In the wake of the attacks, a backlash against immigrants, especially those who are Muslim, can be seen in growing support for the National Front, the party of immigration critic Marine Le Pen.
"Marine Le Pen has had a constant message that one cannot say has been anything but clear: Immigration must be severely regulated. We must regain control of our borders and abandon the Schengen zone which has been very catastrophic,” said the National Front’s Francis Nadizi.
In its stance against porous borders, in Europe's case, Schengen, and immigration, the National Front finds common ground with other nationalists on the continent - and across the sea.
Not only in Chartres, but elsewhere in France, Muslim immigrants interviewed believe a victory by U.S. presidential candidate Donald Trump could further encourage French voters to support anti-immigrant populists.
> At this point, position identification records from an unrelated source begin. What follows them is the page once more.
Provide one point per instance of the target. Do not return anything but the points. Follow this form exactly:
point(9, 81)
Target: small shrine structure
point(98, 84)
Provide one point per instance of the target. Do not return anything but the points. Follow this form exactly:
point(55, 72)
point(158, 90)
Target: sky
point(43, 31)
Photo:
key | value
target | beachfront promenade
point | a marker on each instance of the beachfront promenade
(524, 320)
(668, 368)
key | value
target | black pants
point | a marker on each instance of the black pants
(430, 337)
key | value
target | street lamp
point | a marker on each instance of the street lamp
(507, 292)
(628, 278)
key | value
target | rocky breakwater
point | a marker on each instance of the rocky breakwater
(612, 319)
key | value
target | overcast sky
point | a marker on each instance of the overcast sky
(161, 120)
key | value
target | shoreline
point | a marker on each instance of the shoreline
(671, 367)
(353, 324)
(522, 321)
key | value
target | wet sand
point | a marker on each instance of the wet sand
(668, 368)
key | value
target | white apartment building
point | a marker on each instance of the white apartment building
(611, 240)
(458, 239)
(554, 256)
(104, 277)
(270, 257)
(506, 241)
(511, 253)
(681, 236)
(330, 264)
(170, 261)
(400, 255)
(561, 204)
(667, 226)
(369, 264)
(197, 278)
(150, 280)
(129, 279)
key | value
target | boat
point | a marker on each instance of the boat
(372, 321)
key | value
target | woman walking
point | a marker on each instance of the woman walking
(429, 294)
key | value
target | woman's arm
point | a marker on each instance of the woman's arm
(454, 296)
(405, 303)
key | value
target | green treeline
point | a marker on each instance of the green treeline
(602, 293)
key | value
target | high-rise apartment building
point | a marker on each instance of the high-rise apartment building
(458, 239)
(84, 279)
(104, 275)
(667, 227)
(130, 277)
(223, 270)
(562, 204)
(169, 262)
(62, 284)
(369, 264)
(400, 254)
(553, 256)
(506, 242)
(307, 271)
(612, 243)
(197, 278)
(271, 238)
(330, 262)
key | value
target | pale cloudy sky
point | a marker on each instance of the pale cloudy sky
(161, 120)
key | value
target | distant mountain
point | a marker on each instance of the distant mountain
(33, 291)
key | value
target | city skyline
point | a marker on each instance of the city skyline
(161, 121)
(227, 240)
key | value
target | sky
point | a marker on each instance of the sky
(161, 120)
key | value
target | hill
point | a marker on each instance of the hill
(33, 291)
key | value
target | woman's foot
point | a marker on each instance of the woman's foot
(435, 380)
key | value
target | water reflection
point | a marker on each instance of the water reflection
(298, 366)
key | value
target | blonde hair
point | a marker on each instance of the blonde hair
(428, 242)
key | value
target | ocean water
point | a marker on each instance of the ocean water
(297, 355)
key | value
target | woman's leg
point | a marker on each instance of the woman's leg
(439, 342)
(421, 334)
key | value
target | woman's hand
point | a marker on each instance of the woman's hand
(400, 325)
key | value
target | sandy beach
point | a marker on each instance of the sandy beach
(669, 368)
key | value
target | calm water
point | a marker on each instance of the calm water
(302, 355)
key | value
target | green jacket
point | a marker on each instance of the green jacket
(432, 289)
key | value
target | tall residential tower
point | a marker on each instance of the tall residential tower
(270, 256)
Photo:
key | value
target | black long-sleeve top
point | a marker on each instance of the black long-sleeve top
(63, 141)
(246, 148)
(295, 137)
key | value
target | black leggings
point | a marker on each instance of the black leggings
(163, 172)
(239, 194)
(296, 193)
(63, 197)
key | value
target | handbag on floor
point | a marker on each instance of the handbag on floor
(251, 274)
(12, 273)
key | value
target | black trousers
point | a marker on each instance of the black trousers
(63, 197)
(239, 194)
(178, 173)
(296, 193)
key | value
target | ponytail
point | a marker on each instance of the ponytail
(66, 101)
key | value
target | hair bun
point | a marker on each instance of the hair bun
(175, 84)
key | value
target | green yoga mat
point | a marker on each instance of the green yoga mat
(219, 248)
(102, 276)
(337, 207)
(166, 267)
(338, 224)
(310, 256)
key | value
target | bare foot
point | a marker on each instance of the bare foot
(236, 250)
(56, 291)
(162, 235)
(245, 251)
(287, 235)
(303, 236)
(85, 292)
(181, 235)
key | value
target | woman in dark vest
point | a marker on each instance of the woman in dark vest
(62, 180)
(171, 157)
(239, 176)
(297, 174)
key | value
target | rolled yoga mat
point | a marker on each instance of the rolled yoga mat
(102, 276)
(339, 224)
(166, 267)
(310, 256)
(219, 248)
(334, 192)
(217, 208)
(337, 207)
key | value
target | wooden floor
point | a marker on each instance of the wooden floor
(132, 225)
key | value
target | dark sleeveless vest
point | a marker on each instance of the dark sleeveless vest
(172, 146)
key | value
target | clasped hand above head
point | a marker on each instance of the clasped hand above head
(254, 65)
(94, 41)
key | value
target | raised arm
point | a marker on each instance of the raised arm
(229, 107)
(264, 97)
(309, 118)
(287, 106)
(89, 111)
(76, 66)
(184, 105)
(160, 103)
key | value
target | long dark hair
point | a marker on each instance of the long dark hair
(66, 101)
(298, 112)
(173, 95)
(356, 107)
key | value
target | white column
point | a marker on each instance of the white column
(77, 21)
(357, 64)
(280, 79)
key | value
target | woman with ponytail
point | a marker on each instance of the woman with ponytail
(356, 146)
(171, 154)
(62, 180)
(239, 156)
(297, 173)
“It will create more racism and it will create problems in America and in France as well. The National Front will gain support in France. Why? Because the French will see that if he wins, he will cause the French to change their way of thinking and say ‘why should we not do the same as the Americans?'" said Ahmed Loutfy, a French Muslim.
Some, but not all Muslim immigrants here in Chartres agree.
As in other parts of France, here the topic of Muslim immigrants and their families is a touchy one. Chartres was the hometown one of the attackers last November in Paris.
Some longtime residents, like Patrick Laurens, say they choose not to let that or other events change the way they see their Muslim neighbors.
“Me, I am not a racist. A Muslim is a Muslim. A Christian is a Christian. We do not have the same point of view, but everyone should respect the other and everything will go better in the world. Unfortunately, not everyone thinks like I do,” said Laurens.
While we found no one who supports Trump among French Muslims here, there was little love for his opponent. Many blame Hillary Clinton for the Middle East policies of the current US administration, of which she was a part, arguing intervention in the region helped give rise to the new terrorists -- with whom ordinary Muslims are sometimes conflated.